Thu. Oct 17th, 2024

Montana 2024 Republican U.S. Senate candidate Tim Sheehy. (Courtesy Tim Sheehy campaign)

In the business world, CEOs have to answer to their shareholders about the successes and failures of their company. You can’t dodge questions you don’t like in the boardroom, and you can’t hide from the people you were hired to serve. 

Running for elected office shouldn’t be any different. Any individual seeking to represent Montana has an obligation to, at the very least, show up and answer basic questions from voters about who they are and who they claim to be. 

But Tim Sheehy thinks he can play by a different set of rules in his campaign for Montana’s U.S. Senate seat. I’m a Montana voter who recently tried to attend one of Sheehy’s public events to ask him simple questions about his failing business and his financial obligations to Gallatin County. Instead of looking me in the eyes and answering my questions like a man, Sheehy ordered his political attack-dogs to forcibly remove me from the venue. 

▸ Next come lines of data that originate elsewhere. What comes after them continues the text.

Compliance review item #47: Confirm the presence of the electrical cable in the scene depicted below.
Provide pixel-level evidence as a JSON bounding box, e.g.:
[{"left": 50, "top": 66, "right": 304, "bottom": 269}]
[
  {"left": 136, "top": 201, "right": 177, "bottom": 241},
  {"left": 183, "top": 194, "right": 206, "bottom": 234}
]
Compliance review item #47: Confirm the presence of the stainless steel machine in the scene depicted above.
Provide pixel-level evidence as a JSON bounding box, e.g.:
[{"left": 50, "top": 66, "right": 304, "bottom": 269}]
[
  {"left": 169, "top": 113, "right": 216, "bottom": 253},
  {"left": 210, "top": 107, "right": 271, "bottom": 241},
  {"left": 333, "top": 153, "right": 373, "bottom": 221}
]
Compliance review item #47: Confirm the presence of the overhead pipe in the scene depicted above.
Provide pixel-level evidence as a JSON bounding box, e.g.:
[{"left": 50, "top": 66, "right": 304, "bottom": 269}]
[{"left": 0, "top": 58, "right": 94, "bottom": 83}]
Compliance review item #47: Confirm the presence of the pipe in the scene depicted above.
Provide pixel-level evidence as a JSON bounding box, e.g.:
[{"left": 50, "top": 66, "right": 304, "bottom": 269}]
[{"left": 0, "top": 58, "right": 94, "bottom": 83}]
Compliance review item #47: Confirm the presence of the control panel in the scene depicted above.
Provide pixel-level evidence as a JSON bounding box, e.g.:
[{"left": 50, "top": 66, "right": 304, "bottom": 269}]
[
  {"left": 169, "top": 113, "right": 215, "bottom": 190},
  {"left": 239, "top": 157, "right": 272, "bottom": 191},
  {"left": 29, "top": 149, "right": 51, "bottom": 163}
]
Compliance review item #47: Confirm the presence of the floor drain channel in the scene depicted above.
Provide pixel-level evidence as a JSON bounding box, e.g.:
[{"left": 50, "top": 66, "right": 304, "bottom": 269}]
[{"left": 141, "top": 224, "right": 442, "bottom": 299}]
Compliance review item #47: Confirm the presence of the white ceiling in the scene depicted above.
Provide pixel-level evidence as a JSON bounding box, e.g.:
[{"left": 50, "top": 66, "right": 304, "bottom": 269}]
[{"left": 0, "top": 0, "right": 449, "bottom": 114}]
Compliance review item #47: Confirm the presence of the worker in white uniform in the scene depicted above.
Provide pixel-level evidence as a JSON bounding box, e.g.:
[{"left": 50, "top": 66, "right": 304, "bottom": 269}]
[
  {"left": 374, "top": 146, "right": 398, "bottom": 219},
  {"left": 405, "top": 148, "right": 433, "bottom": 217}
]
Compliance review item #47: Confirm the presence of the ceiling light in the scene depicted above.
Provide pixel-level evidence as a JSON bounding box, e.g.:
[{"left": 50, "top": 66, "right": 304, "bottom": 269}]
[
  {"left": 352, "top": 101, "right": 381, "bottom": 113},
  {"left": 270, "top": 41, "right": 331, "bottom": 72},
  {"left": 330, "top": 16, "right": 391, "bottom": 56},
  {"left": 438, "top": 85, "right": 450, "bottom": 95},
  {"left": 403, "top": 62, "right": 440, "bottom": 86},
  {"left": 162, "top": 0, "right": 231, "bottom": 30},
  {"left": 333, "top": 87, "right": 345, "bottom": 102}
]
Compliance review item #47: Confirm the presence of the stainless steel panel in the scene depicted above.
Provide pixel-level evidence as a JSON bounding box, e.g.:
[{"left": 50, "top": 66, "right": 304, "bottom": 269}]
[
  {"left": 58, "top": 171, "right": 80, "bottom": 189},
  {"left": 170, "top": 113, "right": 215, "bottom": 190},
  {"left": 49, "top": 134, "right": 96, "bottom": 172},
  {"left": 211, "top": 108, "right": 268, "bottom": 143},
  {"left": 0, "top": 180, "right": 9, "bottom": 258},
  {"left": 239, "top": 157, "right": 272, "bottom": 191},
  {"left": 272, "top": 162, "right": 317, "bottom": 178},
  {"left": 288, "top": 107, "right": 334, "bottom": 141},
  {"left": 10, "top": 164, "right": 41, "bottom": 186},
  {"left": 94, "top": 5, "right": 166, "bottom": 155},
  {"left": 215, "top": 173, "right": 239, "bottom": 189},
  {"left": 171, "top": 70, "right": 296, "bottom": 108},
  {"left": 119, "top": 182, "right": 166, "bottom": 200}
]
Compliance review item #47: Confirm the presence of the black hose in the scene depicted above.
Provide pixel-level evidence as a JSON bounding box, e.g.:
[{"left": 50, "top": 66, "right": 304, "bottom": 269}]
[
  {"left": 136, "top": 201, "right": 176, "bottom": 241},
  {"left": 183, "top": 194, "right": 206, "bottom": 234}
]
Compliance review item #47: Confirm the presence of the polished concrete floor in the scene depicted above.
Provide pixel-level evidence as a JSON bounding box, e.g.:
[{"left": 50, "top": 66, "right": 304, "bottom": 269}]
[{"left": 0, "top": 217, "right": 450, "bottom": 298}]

JUST NOW: Gallatin County-based financial expert Marc Cohodes, who has highlighted the issues with Sheehy’s company in op-eds and interviews, engaged with Tim Sheehy and tries asking questions. Sheehy shouts back at him as Marc gets thrown out #mtpol #mtsen pic.twitter.com/6ZFEB7AEqG

— Hannah Rehm (@HannahRehm_) September 30, 2024

Sheehy’s cowardly move to dodge questions from the Montana constituents he is running to represent is part of a larger, well-documented effort to avoid having to answer for his shady business record and lengthy list of lies. CNN recently reported that Sheehy “rarely grants interviews to local or national press, while his campaign doesn’t discuss his schedule or provide information about his events, which tend to be closed affairs.” Sheehy is running scared from both the press and the people. 

This all begs the question: what is Sheehy trying to hide? 

Well, as a financial expert who has spent my career taking on scammers and crooks, it is obvious to me that Sheehy is afraid to answer questions because he knows he will be exposed as the fraud that he is. The simple fact is that Sheehy’s company has more than $200 million in debt all because of his failed leadership. So here are three questions that I would have asked Sheehy in person had he given me the chance: 

How could Bridger possibly pay back its enormous debt – especially when the company has lost more than $150 million under your leadership in the past four years? 
What is the risk to Gallatin County if your company defaults on its bond, and how do we know taxpayers won’t be strapped with the bill? 
Why won’t you take accountability for running Bridger into the financial red? If you won’t tell the truth about your failing business, and you won’t answer questions from voters, how can Montanans trust you to represent us in the Senate?

These three questions should be easy for Sheehy to answer. And if we were in the boardroom, he would have nowhere to hide. But Sheehy is trying to run out the clock on the campaign trail and fool Montana voters into buying what he’s selling. 

If Montana voters want to vote for a candidate who has run his business straight into the ground, wants to sell off our public lands to his wealthy out-of-state friends, attacks a woman’s right to choose while saying slimy things about crawling out of his “mother’s womb,” and continues to tell lies to the press and the public, that is their choice to make. But until Tim Sheehy answers basic questions from Montana voters, he is not fit to serve our great state. 

The simple fact is that just like company shareholders, Montana should be asking about Tim Sheehy’s deeply flawed business record and his refusal to answer questions.